Storm clouds can be anywhere from one to 22 kilometers above the Earth’s surface; blue jets will keep moving towards the sky until they reach a height of about 30 miles, after which they disappear. These jets move at speeds in excess of 22,300 mph (9.9 km / s).

Sky sprites image really 3(NASA)

Sprites and jets can be seen from space

When lightning strikes the ground regularly, it tends to release positive electrical energy that must be offset by equivalent and oppositely charged energy elsewhere in the air.
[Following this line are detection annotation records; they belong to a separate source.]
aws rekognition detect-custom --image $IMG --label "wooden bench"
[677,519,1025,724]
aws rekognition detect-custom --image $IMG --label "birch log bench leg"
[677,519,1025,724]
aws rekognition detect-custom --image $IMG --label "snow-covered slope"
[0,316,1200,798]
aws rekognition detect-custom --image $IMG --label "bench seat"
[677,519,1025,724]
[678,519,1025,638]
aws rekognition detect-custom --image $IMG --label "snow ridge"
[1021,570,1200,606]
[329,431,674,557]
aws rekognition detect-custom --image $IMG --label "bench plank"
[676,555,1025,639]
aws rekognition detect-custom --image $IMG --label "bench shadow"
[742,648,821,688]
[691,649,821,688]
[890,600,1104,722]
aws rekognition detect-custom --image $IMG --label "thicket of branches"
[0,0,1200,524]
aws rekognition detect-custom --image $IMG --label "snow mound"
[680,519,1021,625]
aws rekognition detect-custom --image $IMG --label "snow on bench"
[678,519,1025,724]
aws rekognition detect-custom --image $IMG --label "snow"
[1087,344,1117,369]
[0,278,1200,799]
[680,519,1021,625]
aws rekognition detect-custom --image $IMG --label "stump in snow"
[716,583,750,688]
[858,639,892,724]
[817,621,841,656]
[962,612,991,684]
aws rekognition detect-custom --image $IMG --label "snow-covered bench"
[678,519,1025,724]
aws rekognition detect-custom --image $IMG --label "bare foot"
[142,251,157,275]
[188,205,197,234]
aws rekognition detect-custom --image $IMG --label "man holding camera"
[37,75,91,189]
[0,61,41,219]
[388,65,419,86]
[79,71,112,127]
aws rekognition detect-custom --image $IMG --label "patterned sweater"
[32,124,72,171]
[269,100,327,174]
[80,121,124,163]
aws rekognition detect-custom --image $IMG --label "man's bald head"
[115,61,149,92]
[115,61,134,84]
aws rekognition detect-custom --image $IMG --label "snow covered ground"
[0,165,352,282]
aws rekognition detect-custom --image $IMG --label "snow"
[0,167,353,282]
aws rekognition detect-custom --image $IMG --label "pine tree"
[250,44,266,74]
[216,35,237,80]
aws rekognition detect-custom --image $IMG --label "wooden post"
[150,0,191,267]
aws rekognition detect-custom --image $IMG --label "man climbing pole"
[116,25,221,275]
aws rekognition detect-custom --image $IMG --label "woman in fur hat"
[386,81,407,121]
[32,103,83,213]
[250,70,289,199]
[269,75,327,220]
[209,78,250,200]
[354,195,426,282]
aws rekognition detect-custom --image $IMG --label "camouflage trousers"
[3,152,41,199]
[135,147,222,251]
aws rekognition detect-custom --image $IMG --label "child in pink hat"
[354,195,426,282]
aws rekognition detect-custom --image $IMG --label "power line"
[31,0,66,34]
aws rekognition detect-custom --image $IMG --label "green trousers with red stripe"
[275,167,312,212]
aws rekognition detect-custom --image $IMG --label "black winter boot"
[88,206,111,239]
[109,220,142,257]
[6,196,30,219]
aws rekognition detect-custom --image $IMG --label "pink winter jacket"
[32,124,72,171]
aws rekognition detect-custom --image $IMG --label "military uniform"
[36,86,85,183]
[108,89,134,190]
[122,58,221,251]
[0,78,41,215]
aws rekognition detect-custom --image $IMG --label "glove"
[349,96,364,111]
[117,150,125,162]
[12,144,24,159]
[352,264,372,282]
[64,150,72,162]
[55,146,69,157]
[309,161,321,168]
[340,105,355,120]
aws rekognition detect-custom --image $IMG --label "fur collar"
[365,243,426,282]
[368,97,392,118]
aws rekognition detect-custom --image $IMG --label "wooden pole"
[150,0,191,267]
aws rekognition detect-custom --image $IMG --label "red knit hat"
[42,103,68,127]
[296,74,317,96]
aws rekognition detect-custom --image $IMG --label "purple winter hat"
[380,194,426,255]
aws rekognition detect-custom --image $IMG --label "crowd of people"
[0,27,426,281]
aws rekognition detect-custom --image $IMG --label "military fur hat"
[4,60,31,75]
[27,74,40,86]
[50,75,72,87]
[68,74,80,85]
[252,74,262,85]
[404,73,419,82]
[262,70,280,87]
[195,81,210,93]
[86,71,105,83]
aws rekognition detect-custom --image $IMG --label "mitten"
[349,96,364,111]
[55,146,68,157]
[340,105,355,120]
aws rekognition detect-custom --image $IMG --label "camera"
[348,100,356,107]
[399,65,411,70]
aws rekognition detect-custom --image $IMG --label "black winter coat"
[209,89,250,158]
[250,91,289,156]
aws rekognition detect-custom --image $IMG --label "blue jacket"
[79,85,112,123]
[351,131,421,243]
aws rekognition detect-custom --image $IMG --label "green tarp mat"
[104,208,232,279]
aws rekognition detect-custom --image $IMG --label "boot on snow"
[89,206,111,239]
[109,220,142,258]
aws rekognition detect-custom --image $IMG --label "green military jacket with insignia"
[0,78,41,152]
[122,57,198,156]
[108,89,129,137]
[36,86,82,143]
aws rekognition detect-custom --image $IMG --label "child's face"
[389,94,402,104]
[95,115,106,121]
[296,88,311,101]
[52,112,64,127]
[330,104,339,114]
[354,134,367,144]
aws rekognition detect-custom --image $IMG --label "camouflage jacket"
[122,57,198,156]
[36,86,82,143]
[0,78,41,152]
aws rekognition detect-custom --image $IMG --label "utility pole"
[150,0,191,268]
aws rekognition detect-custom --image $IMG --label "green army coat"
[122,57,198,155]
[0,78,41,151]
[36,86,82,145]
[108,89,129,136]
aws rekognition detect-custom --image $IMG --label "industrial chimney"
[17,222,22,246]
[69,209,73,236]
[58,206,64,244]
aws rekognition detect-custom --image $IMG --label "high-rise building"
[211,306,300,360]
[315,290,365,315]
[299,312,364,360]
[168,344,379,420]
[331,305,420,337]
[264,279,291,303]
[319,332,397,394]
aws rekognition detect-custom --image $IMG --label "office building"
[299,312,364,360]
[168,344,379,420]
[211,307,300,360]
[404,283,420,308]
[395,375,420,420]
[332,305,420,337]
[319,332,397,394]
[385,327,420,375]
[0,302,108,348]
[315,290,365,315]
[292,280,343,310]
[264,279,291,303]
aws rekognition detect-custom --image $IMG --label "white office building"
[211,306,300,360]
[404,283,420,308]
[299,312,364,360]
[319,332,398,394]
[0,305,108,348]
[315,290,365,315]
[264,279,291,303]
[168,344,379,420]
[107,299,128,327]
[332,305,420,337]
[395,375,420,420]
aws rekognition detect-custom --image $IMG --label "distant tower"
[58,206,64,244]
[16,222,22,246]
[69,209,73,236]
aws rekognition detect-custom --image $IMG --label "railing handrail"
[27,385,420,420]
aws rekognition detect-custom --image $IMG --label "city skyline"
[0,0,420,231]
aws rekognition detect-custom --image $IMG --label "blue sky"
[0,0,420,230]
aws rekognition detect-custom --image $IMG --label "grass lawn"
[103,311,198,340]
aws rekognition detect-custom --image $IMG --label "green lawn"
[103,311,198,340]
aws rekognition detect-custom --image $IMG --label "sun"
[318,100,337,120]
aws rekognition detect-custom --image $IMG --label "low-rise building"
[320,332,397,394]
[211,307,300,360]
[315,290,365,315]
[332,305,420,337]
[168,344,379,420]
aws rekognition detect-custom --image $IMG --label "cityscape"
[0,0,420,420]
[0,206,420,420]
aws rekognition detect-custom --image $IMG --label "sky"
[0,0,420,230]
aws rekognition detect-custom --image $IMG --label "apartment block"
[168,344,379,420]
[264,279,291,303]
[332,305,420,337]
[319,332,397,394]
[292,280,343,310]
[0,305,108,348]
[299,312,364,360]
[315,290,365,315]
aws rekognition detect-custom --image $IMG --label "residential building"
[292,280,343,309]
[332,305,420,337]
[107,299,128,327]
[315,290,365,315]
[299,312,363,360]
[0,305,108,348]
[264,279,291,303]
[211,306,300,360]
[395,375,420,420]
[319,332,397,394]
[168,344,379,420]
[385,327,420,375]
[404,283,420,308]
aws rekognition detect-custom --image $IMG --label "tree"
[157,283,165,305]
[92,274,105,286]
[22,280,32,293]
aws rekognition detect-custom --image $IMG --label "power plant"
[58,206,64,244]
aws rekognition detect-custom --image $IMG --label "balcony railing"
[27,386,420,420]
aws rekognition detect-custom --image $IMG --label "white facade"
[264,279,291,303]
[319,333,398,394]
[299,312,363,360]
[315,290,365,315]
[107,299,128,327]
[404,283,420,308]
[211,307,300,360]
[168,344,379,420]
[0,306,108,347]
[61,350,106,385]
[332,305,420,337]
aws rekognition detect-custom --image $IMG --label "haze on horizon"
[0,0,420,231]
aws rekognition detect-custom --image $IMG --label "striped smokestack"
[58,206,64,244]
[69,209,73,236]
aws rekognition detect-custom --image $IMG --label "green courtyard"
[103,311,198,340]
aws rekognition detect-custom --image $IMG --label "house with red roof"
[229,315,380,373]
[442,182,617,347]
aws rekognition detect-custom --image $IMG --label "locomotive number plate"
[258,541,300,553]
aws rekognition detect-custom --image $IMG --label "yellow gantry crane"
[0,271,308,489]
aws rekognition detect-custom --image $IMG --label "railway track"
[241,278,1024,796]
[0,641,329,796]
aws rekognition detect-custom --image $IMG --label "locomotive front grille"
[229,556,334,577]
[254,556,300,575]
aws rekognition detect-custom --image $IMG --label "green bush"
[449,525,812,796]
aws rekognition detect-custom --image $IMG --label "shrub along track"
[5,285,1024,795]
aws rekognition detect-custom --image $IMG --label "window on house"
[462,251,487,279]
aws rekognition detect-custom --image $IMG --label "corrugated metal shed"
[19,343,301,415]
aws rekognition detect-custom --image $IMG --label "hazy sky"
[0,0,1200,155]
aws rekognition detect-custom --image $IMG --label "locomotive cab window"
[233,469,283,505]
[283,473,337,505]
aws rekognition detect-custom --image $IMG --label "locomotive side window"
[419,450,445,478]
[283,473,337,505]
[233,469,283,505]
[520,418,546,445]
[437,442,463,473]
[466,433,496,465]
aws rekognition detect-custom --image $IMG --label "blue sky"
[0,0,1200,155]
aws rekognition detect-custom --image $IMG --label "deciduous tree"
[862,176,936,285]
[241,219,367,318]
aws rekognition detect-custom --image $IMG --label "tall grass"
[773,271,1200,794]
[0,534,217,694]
So sprites and jets are the electrical discharges that balance the equation – that’s why these colorful lightning phenomena occur.

“The more powerful the storm and the more lightning it produces, the more likely it is to produce a sprite,” said Hummel.

Astronauts can sometimes spot sprites and jets from the International Space Station, 402 km (249 miles) above Earth.

Astronaut Andreas Morgensen of the European Space Agency captured on video for the first time in color in 2015. He saw the jets while filming a storm over the Indian Bay of Bengal. Scientists later used the images as part of a 2017 study.

https://www.youtube.com/watch?v=watch

Morgensen’s observations “are the most spectacular of their kind,” the study authors wrote.